Talking to Len about the lakes, he told
me that though the word was slow to
get out about the potential for big
fish, he and Matt had seen plenty of
decent carp floating around particularly in the Manor Farm lake.
So I went in the summer of 1994
and banked a fish off the top (on cane
and Mitchell) of 31½lb (later known as
Pin Scale) besides other 20-pounders.
Getting on fisheries before the
crowds cotton on has been a feature
of my fishing during the last twenty
years. In the case of Linear I enjoyed
myself and was fortunate enough to
bank a number of big fish in the relative peace and quiet of the early days.
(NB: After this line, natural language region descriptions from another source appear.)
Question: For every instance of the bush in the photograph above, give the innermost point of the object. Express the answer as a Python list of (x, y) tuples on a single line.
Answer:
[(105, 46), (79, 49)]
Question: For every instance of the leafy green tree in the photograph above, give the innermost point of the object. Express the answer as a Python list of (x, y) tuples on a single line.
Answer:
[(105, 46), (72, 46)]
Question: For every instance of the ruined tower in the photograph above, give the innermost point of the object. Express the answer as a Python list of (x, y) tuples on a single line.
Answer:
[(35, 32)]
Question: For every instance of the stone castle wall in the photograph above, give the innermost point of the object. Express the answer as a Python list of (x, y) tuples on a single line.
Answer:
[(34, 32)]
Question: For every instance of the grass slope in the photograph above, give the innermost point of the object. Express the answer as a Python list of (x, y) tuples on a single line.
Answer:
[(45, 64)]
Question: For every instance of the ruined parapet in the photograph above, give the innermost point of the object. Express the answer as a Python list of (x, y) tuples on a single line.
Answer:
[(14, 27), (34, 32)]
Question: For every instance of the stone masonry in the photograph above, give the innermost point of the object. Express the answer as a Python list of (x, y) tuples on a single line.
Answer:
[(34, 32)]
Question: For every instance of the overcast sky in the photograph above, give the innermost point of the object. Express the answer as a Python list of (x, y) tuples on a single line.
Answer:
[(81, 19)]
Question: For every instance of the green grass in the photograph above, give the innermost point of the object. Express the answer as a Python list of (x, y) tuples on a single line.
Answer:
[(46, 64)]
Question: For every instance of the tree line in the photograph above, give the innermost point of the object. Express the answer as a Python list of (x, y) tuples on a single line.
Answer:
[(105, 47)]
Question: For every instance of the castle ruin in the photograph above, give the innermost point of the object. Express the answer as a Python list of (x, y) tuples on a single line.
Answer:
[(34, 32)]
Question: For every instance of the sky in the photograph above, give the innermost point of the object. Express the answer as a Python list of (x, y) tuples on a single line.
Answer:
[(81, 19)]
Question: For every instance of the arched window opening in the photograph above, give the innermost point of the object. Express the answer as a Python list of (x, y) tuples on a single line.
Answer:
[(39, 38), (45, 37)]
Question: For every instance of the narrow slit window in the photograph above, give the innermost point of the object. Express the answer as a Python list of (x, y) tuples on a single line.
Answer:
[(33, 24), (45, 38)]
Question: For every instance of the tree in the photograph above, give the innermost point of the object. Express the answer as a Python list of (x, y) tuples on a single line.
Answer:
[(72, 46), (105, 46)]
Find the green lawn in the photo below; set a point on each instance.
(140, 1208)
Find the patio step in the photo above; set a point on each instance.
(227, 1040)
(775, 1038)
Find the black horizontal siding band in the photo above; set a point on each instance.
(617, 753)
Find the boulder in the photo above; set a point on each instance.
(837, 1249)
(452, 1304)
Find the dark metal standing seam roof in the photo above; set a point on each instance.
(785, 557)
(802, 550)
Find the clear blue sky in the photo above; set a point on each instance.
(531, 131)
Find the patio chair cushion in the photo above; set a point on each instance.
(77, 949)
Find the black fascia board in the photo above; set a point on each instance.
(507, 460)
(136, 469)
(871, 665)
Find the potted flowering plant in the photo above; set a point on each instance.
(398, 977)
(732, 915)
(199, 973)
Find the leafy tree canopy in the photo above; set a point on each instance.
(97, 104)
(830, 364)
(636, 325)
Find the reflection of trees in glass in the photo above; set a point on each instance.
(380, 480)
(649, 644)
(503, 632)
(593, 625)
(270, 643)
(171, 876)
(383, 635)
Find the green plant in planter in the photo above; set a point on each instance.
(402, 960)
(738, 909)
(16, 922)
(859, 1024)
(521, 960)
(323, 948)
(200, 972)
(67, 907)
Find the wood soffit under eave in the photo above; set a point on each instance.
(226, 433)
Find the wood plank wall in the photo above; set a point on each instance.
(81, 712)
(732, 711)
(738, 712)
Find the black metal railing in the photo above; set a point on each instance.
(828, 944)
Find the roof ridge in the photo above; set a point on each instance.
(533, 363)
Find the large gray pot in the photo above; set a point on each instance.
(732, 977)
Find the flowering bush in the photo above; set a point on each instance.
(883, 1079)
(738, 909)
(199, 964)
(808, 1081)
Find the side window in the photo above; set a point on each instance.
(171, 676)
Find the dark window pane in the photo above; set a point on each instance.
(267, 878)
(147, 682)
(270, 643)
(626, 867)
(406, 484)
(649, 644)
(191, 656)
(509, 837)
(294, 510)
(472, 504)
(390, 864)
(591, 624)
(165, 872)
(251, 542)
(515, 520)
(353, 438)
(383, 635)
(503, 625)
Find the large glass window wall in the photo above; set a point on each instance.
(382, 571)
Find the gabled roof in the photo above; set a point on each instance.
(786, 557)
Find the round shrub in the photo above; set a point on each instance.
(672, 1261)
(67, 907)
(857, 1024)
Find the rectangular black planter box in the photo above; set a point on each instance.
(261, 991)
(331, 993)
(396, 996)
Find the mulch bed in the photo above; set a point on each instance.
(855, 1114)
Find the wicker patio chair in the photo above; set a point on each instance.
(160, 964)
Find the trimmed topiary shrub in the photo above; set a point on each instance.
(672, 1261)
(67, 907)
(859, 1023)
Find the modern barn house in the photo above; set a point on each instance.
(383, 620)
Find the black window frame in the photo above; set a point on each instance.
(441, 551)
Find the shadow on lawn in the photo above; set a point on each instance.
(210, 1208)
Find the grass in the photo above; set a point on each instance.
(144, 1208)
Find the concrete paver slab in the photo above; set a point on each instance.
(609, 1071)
I still fish at Linear and am still catching off the top. Around the same time
it was a honour to be asked to write
for a Bernard Venables (Mr Crabtree)
tribute book called Red Letter Days,
which twenty years later is a much
sought after book.
Redmire Calling
I have been a Redmire Pool aficionado for countless years; the
house here is a shrine to the place,
and I have a number of artefacts
regarding the pool and the people
who fished there. Though I’d visited
(on the hush-hush) a number of times
with Chris Yates, the first being the
year before he caught the record, I
only cast a line in the water in
September 1995. Because of producing the weekly mag I could only spare
24 hours. The night drew nothing, but
when I’d all but packed away by
lunchtime, I withdrew my little 8ft
Carp Crawler cane stalking rod and
spent a few minutes in the Pitchford’s
swim catapulting out mixers. Within a
few minutes at least two different fish
had engulfed a mixer or two. I made
one single cast into Redmire with a
controller and mixer hookbait, and
soon a mighty swirl indicated I’d
hooked one of the fabled fish – Christ,
I was worried shitless should it come
off. But Lady Luck again dealt me
good fortune, and after jumping in to
net the fish should it get stuck in a
bankside weedbed, in the bottom of
the net lay a marvellous 21½lb common. The most incredible thing about
the capture was that it was 43 years
to the very day that Richard Walker
landed another common from the
pool – this time a new British record
carp of 44lb back in September 1952.
Another thing that happened in the
mid 1990s was the draw of the mighty
St Lawrence River in Canada. My first
trip with Bob Roberts was to visit the
late Bernie Haines, an ex-pat from
Brighton, who created The Complete
Angler holiday company, which operated on the St. Lawrence around the
Cornwall area in upstate New York.
This visit was just fantastic. Can you
imagine the adrenaline rush of touchlegering for 20lb-plus commons from
an airboat with my feet dangling over
the side of the vessel? I was hooked
for life, and have since visited a further five times over the years with
Paul (Nudey) Hunt’s company, Canadian Carpin’.
In 1999 I made one of my first trips
to fish for carp in France and thoroughly enjoyed that too, landing two
forty-pound carp along with a 78lb
catfish (no, not off the top). That year
also saw me gain access to another
Army lake, one on which my friend
Ian ‘Chilly’ Chilcott had had such success. The anglers fishing at this lake
would invariably fish with PVA bags
onto a plateau area sometimes at
range. It turned out that one thing
those carp hadn’t seen for a while
was a float-fished worm in the edge.